- Edanganasalai Location in Tamil Nadu, India
- Coordinates: 11°37′40″N 78°00′08″E﻿ / ﻿11.6278°N 78.0023°E
- Country: India
- State: Tamil Nadu
- District: Salem
- Taluk: Sankari

Government
- • Type: Municipality
- • Body: Edanganasalai Municipality

Area
- • Total: 24 km^{2} (9.3 sq mi)

Population (2011)
- • Total: 33,245
- • Density: 1,400/km^{2} (3,600/sq mi)

Languages
- • Official: Tamil
- Time zone: UTC+5:30 (IST)
- PIN: 637502
- Vehicle registration: TN-52
- Website: https://www.tnurbantree.tn.gov.in/edanganasalai/

= Edaganasalai =

Town in Tamil Nadu, India

Edanganasalai (also spelled Edaganasalai) is a municipality in Sankari taluk of Salem district in the Indian state of Tamil Nadu. It was upgraded from a town panchayat to a municipality in 2021 as part of statewide urban local body reforms.
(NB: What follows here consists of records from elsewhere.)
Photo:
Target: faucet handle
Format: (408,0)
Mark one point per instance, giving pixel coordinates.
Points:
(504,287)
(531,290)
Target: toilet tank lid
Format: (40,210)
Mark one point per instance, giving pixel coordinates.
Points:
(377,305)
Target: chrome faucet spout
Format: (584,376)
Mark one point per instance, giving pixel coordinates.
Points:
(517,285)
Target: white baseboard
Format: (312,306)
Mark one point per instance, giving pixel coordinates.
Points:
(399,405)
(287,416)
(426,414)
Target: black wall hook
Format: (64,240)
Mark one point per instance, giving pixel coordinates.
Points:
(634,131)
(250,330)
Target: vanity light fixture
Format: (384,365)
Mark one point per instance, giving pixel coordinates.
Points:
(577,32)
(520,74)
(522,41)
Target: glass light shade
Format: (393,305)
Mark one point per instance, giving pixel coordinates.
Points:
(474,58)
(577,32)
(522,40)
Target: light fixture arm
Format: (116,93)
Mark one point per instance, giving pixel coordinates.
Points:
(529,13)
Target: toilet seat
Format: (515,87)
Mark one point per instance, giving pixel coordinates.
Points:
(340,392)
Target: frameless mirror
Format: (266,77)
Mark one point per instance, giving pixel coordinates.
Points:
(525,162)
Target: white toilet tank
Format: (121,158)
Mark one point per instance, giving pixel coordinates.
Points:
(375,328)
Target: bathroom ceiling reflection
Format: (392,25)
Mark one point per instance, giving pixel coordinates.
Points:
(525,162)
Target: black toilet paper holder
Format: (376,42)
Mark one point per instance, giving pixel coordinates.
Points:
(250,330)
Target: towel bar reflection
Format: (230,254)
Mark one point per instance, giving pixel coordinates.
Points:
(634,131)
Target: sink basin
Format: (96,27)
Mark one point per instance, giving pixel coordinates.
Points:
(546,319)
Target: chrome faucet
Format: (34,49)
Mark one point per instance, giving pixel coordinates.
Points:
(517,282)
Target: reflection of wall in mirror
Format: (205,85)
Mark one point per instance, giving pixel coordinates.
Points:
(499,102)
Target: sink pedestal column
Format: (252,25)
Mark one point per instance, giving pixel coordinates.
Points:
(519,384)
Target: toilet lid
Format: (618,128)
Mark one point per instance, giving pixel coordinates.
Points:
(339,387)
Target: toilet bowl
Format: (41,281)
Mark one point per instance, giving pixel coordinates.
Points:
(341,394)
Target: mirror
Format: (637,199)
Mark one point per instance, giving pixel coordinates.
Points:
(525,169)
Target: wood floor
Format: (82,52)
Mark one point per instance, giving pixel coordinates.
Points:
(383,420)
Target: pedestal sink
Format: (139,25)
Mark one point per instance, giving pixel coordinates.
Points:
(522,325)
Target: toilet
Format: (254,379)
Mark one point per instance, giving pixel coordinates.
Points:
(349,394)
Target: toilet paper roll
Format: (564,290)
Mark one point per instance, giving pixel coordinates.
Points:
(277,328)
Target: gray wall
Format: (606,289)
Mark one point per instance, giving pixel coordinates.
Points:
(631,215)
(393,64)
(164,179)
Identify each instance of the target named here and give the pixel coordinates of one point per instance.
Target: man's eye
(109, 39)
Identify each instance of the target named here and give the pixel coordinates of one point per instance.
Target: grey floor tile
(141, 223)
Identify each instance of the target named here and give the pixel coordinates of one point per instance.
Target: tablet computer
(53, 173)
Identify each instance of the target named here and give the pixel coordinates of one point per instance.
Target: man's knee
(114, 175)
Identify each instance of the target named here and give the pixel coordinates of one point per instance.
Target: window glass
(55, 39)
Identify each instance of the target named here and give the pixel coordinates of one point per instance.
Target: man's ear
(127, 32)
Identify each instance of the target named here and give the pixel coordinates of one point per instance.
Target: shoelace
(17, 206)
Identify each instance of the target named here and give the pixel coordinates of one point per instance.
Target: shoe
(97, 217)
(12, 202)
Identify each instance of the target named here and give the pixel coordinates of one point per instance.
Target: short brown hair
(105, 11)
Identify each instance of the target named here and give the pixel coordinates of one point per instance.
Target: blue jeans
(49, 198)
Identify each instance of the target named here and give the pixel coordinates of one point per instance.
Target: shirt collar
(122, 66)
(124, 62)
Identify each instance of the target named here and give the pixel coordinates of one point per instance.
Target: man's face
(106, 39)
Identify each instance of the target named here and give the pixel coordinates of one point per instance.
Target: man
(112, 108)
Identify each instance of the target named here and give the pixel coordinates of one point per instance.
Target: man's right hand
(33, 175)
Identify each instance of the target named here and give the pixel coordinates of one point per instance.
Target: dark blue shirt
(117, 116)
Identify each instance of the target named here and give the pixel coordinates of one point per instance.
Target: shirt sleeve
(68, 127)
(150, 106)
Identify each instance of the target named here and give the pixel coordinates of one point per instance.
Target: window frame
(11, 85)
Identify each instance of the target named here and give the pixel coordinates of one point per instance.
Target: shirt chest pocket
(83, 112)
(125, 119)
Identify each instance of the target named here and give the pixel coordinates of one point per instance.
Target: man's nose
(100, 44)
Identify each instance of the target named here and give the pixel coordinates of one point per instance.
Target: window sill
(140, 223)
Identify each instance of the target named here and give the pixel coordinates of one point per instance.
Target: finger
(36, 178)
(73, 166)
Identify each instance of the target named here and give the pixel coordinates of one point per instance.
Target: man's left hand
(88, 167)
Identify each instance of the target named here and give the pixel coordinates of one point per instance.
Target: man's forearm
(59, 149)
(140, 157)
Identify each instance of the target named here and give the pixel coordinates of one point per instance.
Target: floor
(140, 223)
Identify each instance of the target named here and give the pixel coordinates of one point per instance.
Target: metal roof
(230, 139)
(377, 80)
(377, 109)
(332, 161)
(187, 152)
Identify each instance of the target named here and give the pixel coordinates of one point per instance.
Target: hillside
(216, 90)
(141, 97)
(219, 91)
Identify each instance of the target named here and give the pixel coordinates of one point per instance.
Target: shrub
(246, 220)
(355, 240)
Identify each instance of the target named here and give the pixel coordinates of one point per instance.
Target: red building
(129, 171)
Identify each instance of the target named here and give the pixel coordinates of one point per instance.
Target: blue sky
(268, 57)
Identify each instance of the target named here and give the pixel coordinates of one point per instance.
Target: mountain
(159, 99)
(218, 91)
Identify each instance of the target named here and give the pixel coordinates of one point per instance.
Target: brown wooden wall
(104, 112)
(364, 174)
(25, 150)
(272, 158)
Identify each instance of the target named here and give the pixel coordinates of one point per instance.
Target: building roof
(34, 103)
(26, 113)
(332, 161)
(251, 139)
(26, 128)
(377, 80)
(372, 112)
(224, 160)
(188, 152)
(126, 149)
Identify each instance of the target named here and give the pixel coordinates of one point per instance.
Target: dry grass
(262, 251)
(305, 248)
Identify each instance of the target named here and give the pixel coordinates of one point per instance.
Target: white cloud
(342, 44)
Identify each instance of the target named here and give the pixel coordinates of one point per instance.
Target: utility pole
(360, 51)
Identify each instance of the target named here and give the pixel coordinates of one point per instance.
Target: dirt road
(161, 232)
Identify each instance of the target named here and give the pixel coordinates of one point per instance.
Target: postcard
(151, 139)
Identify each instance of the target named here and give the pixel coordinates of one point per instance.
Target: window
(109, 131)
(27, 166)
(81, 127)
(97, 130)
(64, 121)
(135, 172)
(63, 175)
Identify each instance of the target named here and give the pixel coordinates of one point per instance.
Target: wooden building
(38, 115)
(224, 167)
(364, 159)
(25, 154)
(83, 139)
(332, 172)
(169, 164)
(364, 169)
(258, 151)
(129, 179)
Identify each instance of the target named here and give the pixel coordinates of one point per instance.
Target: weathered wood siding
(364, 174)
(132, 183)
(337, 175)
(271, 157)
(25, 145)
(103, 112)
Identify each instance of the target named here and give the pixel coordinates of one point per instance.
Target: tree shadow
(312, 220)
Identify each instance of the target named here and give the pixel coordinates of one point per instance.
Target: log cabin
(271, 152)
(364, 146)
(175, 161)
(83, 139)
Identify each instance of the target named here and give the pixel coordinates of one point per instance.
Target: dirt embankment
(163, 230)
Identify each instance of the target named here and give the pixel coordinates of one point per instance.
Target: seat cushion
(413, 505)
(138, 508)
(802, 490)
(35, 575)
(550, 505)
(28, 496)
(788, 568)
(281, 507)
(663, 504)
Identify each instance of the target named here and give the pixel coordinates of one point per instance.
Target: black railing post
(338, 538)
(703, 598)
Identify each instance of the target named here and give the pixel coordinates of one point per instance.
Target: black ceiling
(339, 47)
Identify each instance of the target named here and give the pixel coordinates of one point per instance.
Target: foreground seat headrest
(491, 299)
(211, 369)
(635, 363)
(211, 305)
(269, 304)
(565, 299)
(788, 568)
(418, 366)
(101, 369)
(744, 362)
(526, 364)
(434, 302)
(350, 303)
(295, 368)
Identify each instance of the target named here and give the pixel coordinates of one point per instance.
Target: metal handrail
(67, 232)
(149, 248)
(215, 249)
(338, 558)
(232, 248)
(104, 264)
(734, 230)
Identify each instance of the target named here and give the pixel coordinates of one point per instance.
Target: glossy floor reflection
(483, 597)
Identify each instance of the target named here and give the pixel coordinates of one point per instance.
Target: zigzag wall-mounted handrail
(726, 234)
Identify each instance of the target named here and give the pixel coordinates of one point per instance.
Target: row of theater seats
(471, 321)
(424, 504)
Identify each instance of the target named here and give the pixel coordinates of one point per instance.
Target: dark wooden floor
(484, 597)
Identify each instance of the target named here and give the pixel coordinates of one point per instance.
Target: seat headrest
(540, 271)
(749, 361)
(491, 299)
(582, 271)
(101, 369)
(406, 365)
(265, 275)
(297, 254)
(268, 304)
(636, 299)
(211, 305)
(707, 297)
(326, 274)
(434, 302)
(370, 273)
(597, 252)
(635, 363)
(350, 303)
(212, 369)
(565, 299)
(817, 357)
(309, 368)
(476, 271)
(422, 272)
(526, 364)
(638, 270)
== Geography and administration ==
Edanganasalai is located in Sankari taluk of Salem district in the Indian state of Tamil Nadu. It covers an area of 24 km2.

The municipality is governed by a commissioner and consists of 18 wards. It forms part of the Sankari Assembly constituency, which elects a member to the Tamil Nadu Legislative Assembly, and the Namakkal parliamentary constituency, which elects a member to the Lok Sabha.

== Demographics ==
As per the 2011 Census of India, Edanganasalai had a population of 33,245 across 8,631 households, with a marginal increase from 29,635 in the 2001 census. The population consisted of 17,609 males and 15,636 females. Children below the age of six numbered 3,546. Scheduled castes comprised about 3.8% of the population, and scheduled tribes about 2%. The entire population is classified as urban, with an average literacy rate of 68.1%.

The town has a large textile industry employing significant portion of the population. In addition, it also has agriculture and allied activities. Hinduism is the predominant religion (99.3%), followed by small minorities of Christians (0.4%) and Muslims (0.3%).